Они провели ночь в Зиграте и утром двинулись дальше; теперь все трое – верхом, но это никому не принесло облегчения. Ярт плелся в хвосте и громко постанывал, заваливаясь на левый бок. На ребрах у него налился синевой громадный кровоподтек, к которому он не мог даже прикасаться. Эйда боялась, что вчера Киан ударил его слишком сильно. И еще она боялась, что он может ударить снова. Он всегда это мог, она знала, но прежде он себя сдерживал, если противник не мог ответить – сдерживал, даже если был очень зол. Но то было давно. То был другой Киан.

«А тебя я не знаю», – думала Эйда, глядя, как покачивается его фигура в седле впереди. Прошлой ночью, когда она гладила его волосы, ей почудилось, что это снова он, но теперь – нет. Это... это существо было ей незнакомо.

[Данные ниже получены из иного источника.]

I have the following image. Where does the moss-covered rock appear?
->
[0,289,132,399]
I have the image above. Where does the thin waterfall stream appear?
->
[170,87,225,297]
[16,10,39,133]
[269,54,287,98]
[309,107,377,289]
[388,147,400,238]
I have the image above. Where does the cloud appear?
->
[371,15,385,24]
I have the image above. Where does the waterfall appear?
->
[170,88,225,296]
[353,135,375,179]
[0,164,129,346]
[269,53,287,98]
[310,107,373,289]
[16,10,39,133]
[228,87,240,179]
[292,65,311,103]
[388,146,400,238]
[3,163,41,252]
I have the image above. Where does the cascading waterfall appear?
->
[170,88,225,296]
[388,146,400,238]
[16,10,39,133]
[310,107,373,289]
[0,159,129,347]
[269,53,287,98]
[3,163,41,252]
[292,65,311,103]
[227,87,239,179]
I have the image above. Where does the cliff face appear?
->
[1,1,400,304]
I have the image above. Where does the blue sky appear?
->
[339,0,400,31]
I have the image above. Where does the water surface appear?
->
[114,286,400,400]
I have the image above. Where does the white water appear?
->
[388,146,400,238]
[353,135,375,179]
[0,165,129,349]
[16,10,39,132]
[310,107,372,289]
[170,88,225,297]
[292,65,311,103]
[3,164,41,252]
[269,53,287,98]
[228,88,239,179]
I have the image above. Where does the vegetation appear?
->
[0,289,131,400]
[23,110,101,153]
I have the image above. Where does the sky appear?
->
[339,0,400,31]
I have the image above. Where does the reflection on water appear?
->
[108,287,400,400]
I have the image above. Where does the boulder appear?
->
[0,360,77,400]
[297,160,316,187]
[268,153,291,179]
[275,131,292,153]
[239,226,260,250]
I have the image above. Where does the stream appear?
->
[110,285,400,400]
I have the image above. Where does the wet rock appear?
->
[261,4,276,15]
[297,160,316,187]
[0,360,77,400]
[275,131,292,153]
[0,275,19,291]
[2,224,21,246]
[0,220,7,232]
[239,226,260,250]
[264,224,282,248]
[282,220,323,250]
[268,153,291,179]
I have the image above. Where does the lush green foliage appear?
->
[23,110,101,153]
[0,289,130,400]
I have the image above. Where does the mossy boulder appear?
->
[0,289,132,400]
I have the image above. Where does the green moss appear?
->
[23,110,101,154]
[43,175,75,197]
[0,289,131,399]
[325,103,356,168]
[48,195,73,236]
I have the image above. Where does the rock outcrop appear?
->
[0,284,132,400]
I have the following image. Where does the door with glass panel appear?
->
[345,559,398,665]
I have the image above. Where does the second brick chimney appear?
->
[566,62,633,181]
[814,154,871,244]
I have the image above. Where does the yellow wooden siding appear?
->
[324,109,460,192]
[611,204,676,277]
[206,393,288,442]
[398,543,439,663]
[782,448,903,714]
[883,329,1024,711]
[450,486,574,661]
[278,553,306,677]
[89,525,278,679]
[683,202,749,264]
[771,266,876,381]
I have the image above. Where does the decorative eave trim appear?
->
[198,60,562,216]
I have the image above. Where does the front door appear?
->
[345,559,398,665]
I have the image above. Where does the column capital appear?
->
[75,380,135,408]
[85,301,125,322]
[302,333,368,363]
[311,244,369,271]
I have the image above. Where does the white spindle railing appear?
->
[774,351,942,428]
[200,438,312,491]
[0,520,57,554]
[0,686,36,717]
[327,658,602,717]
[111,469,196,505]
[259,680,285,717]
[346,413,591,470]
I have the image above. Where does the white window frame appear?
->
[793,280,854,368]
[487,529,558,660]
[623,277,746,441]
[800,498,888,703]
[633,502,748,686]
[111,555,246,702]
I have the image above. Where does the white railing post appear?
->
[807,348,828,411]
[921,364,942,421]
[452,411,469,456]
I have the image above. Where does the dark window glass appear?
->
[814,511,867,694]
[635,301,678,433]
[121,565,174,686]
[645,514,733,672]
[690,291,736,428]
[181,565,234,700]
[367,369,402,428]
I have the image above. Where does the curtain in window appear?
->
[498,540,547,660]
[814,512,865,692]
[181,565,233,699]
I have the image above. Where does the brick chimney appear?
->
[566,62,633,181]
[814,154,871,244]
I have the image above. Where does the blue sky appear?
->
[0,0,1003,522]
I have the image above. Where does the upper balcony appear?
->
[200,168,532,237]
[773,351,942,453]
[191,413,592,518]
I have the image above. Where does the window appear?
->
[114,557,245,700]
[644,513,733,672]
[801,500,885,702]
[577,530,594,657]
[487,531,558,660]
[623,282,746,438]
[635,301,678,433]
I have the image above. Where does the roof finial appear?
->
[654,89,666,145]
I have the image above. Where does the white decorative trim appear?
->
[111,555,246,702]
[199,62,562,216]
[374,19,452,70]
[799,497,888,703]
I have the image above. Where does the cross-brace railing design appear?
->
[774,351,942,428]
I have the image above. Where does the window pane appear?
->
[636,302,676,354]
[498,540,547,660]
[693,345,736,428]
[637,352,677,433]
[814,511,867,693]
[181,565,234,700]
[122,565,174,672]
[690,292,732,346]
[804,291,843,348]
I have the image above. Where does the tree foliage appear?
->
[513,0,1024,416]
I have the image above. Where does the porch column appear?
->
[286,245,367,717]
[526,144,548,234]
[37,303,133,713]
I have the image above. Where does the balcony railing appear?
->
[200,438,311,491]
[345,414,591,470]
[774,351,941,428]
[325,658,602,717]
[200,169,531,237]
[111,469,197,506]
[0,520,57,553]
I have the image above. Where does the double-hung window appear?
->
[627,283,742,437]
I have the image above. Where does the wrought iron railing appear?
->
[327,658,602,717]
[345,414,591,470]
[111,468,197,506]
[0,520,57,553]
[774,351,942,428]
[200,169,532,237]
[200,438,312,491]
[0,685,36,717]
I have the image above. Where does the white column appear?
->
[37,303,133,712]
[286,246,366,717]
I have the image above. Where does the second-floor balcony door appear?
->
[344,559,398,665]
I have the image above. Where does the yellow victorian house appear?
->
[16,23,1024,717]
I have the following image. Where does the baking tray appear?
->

«Кто ты? – мысленно спросила она. – Кто ты, что ты такое? Если бы я только знала... может, тогда я бы смогла тебя... обмануть».

– Почему шоколад?

Киан придержал коня, дождавшись, пока они поравняются, и теперь ехал рядом, глядя на Эйду искоса, с любопытством. Она помнила этот взгляд – настороженный взгляд неприрученного зверя, очаровавший ее при их первой встрече, – но не могла взять в толк, что он означает теперь. Почему шоколад? Что за глупый вопрос...

– Ты могла торговать шляпками, – сказал он беспечно, даже лукаво, словно подначивая ее – Боже, это было так на него не похоже! – Или платьями, или свеклой на худой конец. Почему именно шоколад?

– Он горький, – только и смогла ответить Эйда.

Киан послал ей кроткую улыбку Клирика.

– В таком случае ты могла бы продавать лук.

– Неходовой товар, конкурентов много, – ответила она – и вздрогнула, когда он расхохотался. О Господь всемогущий, он может смеяться! Может, умеет... он и раньше смеялся редко, и она почему-то думала, что теперь совсем разучился. Почему? Лишь потому, что вчера он до боли сжимал ее запястье и говорил, что хотел бы умереть?

– Ты стала похожа на отца, – сказал Киан, оборвав смех. – Впрочем, ты всегда была на него похожа. Он жив?

– Он умер через месяц после того, как ты стал Клириком, Киан. Его разбил удар. Разве ты не помнишь?

Он не помнил. Вовсе не помнил – она поняла это по тому, как на мгновение изменилось его лицо. А как я пришла к тебе накануне твоего посвящения и стояла перед тобой на коленях, обхватив твои ноги, ты тоже не помнишь? И как умоляла бросить все и бежать со мной вместе, пока не стало слишком поздно? И что ты мне ответил... как ты выставил меня вон? И как через три дня после этого, когда на твоей груди и в твоей душе уже поселилась эта тварь, мы столкнулись на улице и ты прошел мимо, не узнав меня...

Ты ничего этого не помнишь, Киан?

А я помню. Я помнила все семь лет. И думала, что виновата.

Эйда Овейна ехала молча по извилистому проселочному тракту и слушала жалобные, прерывистые стоны своего брата, вырывавшиеся из его груди с каждым вздохом.